Their success has enabled them to help those in need, which was always their main purpose.
"One of the most rewarding things is, we're able to give back, which is why we started," said Bermudez.
The sisters also collect canned foods from customers. Each can shaves down the purchase price of a given item.
The sisters also run an annual backpack drive for disadvantaged kids; it started Monday and runs through Aug. 3.
Customers can stop by the store and donate backpacks, notebooks, pencils and other school supplies. The sisters will then deliver the supplies collected to the Mission at Kern County.
"It gives us a purpose rather than just selling to sell. We actually have a purpose for what we're doing," said Bermudez. "It's always good to give back."

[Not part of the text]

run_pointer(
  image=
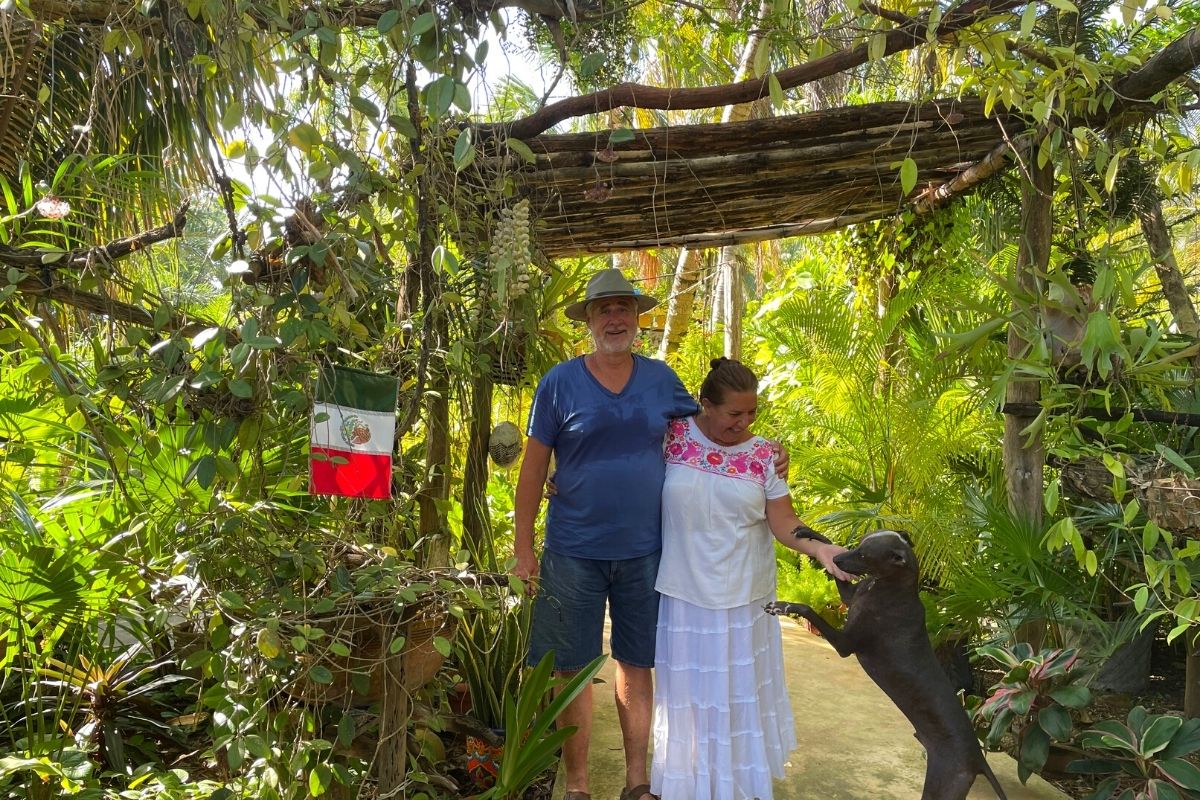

Customers who donate to the backpack drive will be entered into a raffle to win a $100 gift card good for merchandise at the boutique.
The girls have been rewarded with the support of one important segment of the community: The Mission, which sent thank you letters.
They're learned about the rewards of giving back. They've also learned about the challenges of owning a business.
"I think people think that it's as soon as you start (your business) that you start making money, which is a complete lie," said Bermudez.
It's hard work, with plenty of ups and downs.
"All the money you make from the business goes back to the business," said Bermudez. "But it's been a learning process, and we've learned a lot along the way."
The sister's boutique sells only women's attire, from crop tops and rompers to accessories, but they hope to one day expand with items for men and more locations.